Le 2 avril 2026, les autorités cambodgiennes ont officiellement interdit la production, la diffusion et la distribution de tout contenu jugé contraire à la culture, aux traditions, aux coutumes du pays, ainsi qu'à l'honneur et à la dignité des femmes cambodgiennes.


Cette mesure a été formalisée par une directive commune intitulée « Interdiction de produire, de diffuser et de partager des contenus portant atteinte à la culture nationale, aux traditions, aux coutumes, à l'honneur, à la dignité et aux valeurs des femmes cambodgiennes ». Elle a été signée conjointement par le ministère de l'Information, le ministère des Affaires féminines et le ministère de la Culture et des Beaux-Arts.
Le texte vise explicitement certains créateurs de contenu qui ont eu recours à un langage obscène, à des comportements contraires à la morale publique, ou encore à des images indécentes et érotiques mettant en scène des femmes, dans le but d'attirer des audiences ou de promouvoir des produits commerciaux.
« Ces agissements ont gravement porté atteinte à la culture, aux traditions et à la moralité sociale cambodgiennes », indique la directive. « La production, la diffusion et la distribution de ces contenus nuisent à l'honneur et à la dignité des femmes cambodgiennes, ainsi qu'à la belle culture, aux traditions et aux coutumes de la nation, préservées et transmises par nos ancêtres depuis des temps immémoriaux. »
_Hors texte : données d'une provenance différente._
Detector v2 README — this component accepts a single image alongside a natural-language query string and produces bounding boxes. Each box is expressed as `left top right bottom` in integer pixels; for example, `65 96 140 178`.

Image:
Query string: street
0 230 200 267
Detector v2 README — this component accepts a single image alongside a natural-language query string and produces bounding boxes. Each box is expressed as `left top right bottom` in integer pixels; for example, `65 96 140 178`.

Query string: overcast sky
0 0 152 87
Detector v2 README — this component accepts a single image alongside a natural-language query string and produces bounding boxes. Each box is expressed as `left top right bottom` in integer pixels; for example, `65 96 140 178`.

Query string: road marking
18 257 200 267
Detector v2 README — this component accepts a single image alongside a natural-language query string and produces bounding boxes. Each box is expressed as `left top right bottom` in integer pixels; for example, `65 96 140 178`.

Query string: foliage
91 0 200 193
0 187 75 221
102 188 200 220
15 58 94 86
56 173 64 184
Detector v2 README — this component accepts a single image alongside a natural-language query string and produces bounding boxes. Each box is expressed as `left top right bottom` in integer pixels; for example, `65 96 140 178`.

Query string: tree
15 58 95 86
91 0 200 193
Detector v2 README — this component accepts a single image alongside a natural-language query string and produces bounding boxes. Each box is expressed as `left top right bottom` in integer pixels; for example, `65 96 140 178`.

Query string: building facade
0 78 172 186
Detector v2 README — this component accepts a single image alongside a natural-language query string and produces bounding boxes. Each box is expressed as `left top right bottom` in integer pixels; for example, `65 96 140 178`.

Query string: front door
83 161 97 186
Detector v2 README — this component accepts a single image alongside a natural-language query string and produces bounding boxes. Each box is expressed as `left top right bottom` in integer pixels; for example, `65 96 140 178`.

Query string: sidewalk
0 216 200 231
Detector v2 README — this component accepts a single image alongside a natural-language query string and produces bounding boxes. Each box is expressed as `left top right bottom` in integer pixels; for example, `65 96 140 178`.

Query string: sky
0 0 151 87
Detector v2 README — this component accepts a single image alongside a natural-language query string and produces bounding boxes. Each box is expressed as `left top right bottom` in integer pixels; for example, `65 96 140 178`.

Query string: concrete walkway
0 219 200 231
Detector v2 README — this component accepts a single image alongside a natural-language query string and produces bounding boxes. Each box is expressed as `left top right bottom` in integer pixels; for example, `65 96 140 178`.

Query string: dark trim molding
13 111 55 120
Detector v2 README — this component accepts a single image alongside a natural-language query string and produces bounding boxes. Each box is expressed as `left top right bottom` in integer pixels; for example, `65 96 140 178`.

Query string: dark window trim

Des sanctions et des orientations positives
Les autorités ont averti que tout contrevenant — qu'il s'agisse d'une personne physique ou d'une entité juridique — s'exposera à des poursuites judiciaires. La directive interdit par ailleurs explicitement l'utilisation du corps des femmes comme outil de génération d'audience ou de promotion commerciale.
En parallèle, les trois ministères ont appelé les créateurs de contenu à produire des œuvres éducatives et constructives, mettant en valeur les savoir-faire, les arts, la culture et les traditions khmères, contribuant ainsi "à l'édification d'une société instruite, éthique et civilisée, tout en promouvant l'égalité des genres."
On se souviendra qu'en septembre 2020, le Premier ministre de l'époque, Hun Sen, avait déjà tenté d'interdire le port de jupes jugées trop courtes — remontant à plus de la moitié des cuisses — ainsi que celui des crop tops, les considérant comme obscènes et contraires aux valeurs traditionnelles cambodgiennes. Le projet de texte prévoyait également d'interdire aux hommes de circuler torse nu.